El rostro se le ilumina al hablar de sus ‘poupons’ (bebés): “Cuando un niño a los tres meses empieza a sonreír, es una gozada; la sonrisa de un niño te llena todo”, confiesa emocionada Justina de Miguel. A sus casi 82 años, esta religiosa de las Hermanas Franciscanas Misioneras de María lleva más de dos décadas en La Pouponnière de Dakar intentando dar a los más pequeños “todo el cariño que puedo”. Aunque asegura que es mucho más lo que recibe de ellos: “Energía, salud, y la alegría y el gozo de verlos crecer”. ¡Y vaya si se nota!, porque su cuerpo menudo se mueve como un rabo de lagartija entre pañales y biberones.
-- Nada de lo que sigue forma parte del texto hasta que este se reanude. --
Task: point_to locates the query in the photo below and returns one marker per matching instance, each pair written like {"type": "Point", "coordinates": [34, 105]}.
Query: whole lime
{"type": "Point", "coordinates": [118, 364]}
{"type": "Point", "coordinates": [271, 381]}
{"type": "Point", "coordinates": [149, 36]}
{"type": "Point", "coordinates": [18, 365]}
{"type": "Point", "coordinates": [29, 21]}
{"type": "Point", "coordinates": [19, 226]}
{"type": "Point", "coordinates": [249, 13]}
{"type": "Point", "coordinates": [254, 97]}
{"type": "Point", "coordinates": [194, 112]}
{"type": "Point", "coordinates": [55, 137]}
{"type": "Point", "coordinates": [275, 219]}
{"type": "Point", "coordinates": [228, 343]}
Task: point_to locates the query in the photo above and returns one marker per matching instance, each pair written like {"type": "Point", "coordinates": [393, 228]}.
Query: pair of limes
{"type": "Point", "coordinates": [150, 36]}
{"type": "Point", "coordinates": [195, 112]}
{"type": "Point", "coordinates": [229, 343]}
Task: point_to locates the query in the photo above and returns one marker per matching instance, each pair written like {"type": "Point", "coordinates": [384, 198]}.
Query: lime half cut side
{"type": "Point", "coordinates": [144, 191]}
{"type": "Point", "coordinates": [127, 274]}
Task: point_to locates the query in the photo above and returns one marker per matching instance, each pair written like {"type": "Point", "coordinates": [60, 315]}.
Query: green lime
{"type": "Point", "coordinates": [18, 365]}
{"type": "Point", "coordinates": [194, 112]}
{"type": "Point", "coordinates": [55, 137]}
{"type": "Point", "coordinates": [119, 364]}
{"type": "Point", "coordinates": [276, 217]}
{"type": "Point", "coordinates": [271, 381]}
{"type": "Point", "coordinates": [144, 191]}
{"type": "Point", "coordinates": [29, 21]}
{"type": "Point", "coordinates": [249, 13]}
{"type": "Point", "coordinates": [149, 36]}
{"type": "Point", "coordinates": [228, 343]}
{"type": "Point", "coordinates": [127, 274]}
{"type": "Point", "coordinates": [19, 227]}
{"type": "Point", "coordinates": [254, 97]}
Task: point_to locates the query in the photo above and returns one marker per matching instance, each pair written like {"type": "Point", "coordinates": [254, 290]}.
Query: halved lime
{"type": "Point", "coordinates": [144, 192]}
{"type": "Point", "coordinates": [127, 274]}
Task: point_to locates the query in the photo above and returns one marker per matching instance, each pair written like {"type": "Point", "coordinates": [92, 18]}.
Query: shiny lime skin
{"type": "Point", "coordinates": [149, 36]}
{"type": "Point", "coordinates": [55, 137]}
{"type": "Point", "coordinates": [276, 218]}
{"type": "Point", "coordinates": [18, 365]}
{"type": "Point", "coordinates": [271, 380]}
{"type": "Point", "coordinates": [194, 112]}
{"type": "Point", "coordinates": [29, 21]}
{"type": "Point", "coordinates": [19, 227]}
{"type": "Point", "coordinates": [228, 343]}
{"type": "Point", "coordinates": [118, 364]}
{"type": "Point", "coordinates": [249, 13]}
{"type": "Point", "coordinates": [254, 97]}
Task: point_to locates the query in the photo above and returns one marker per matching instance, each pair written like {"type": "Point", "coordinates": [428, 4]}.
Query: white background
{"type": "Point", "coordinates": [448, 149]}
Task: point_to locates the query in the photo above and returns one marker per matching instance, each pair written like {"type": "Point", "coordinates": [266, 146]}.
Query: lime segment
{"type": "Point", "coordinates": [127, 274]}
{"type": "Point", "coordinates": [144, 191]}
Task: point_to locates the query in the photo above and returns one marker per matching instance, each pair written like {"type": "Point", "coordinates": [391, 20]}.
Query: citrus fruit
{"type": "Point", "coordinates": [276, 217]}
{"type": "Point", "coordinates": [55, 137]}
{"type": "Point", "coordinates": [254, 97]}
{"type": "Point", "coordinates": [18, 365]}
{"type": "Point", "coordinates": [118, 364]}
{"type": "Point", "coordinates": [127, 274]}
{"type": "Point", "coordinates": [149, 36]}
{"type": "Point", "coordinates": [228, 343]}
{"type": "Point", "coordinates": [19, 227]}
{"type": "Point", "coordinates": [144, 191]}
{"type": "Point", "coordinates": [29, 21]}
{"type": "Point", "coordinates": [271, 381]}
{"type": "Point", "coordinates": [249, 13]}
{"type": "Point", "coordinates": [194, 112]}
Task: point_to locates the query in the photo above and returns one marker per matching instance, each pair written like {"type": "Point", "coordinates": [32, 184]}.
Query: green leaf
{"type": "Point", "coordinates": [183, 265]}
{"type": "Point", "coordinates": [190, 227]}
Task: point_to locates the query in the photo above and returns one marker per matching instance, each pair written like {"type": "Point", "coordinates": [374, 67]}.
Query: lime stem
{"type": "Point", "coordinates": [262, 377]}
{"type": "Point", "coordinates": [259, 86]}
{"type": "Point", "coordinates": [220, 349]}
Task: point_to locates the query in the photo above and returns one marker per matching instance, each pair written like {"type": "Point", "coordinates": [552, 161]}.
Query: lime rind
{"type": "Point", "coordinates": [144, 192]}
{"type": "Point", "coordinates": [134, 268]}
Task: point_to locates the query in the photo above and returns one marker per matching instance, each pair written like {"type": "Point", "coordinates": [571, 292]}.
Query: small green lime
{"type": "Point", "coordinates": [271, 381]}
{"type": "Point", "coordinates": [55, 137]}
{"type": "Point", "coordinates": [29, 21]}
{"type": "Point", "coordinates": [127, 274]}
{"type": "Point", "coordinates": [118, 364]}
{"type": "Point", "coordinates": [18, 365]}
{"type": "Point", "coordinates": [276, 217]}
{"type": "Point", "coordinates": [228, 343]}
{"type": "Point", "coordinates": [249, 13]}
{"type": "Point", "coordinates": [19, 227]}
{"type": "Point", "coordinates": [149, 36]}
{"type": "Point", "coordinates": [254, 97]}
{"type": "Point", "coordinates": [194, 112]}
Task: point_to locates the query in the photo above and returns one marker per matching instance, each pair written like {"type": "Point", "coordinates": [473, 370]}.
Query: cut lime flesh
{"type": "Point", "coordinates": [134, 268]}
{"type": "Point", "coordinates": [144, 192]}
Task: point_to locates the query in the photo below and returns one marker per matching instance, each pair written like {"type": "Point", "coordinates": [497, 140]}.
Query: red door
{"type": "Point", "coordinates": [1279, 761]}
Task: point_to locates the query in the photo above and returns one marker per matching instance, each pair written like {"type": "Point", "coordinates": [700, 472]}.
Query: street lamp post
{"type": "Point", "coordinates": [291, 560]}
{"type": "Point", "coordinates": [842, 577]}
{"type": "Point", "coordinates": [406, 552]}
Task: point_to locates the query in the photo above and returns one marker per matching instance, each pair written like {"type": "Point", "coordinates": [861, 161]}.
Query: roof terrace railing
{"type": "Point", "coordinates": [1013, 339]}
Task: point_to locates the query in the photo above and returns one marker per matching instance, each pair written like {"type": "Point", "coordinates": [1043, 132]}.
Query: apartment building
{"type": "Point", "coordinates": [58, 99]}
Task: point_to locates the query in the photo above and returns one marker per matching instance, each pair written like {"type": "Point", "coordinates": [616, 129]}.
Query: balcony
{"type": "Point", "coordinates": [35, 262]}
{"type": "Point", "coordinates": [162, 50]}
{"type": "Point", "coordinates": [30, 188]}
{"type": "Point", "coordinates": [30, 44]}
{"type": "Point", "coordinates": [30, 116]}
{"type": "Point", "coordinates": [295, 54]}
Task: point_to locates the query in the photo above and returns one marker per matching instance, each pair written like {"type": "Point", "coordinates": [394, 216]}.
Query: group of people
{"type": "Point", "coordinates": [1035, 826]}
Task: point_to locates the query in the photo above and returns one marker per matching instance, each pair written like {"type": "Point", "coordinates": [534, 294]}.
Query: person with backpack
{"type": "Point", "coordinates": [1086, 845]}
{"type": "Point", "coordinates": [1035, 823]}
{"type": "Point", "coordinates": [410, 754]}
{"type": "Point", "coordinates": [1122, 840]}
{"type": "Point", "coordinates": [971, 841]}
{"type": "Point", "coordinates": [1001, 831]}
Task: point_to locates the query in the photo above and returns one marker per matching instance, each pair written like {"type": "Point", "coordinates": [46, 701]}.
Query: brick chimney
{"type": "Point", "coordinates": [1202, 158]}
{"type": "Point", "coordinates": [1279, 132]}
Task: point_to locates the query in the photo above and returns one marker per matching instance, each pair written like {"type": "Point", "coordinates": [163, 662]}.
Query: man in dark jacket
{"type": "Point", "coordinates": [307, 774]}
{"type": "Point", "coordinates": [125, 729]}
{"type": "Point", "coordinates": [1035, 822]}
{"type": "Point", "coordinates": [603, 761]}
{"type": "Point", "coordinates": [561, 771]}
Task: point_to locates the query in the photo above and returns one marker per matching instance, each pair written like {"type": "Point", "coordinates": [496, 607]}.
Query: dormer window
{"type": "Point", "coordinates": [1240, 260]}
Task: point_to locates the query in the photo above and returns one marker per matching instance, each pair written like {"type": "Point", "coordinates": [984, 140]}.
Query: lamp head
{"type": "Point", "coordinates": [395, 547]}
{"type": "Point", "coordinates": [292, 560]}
A esta casa-cuna de la capital senegalesa, fundada en agosto de 1955 por su congregación, llegó la hermana Justina en 1996 con el virus de África inoculado ya en su corazón (antes, desde 1973, pasó por Burkina Faso y por Níger) y el firme propósito de responder al carisma franciscano que un día profesó (“hacer presente a Cristo preferentemente entre los más pobres”). Ese que ella, una niña nacida en un pueblecito de Zaragoza y trasladada de pequeña a Madrid, descubrió leyendo un libro de santa María Goretti. “Tuvo una hermana que era franciscana misionera de María, y que luego conocí en Italia”, recuerda. Y allí, entre aquellas páginas, encontró su vocación, “el sitio donde debía consagrarme a Dios; y el Señor me llamó para la vida religiosa y misionera”.
Hoy, esa vida transcurre en el hogar de una “familia numerosa”. Un grupo humano que es, además, una pequeña ONU, porque la comunidad de acogida que tiene a su cargo La Pouponnière está integrada por ¡doce hermanas de nueve nacionalidades! Eso sí, “yo soy la mayor”, comenta sonriente nuestra protagonista, lo cual la convierte en la “abuela”. Pero la capacidad de liderazgo y la entrega infatigable de esta enfermera y comadrona la revelan también como toda una “madre”. No solo porque haya trabajado siempre en maternidades, sino porque, “cuando tengo un bebé en brazos, siento la maternidad”. “Creo que el instinto maternal –apostilla– lo tenemos todas las mujeres, aunque no hayamos dado a luz”.
Su jornada diaria arranca a las 5:10-5:15 de la mañana. Apenas levantada, “lo primero es ir a ver cómo han pasado la noche los niños, si es que no me han llamado antes”. Tras la oración y la misa, hacia las siete, es el momento de dar los biberones; “y ahí es cuando los veo a todos (unos 80, repartidos en los dos pisos de la casa), que ya están despiertos”. Después, pasa todo el tiempo que puede con ellos, si bien acude a atender “otras necesidades del exterior”; por ejemplo, de “madres de partos gemelares o de trillizos”. Al tratarse de “familias pobres, desfavorecidas”, incluso cuando los niños ya se han ido, se les ofrece la posibilidad de acudir mensualmente a recoger la leche con los cereales “para que tengan un crecimiento normal”. U otro tipo de ayudas que puedan requerir: “Se les orienta a un médico o se les paga la estancia en el hospital si fuera necesario”.
Y es que La Pouponnière –“que no es un orfanato”, aclara la veterana religiosa– fue la respuesta a una necesidad que detectaron sus hermanas trabajando en los hospitales de Dakar (el Hospital Militar y Le Dantec, “donde van los más pobres” de la ciudad). “Vieron que había mucha mortalidad materna y, con ella, de muchos bebés prematuros. Y la congregación recibió el encargo de la Iglesia y del Estado de crear esta institución”, explica la hermana Justina. Así, la mayoría de los niños que reciben, “un 80%, es porque la madre ha muerto en el parto; después, tenemos a niños abandonados, que nos los traen las propias madres o la policía; y algún caso social”.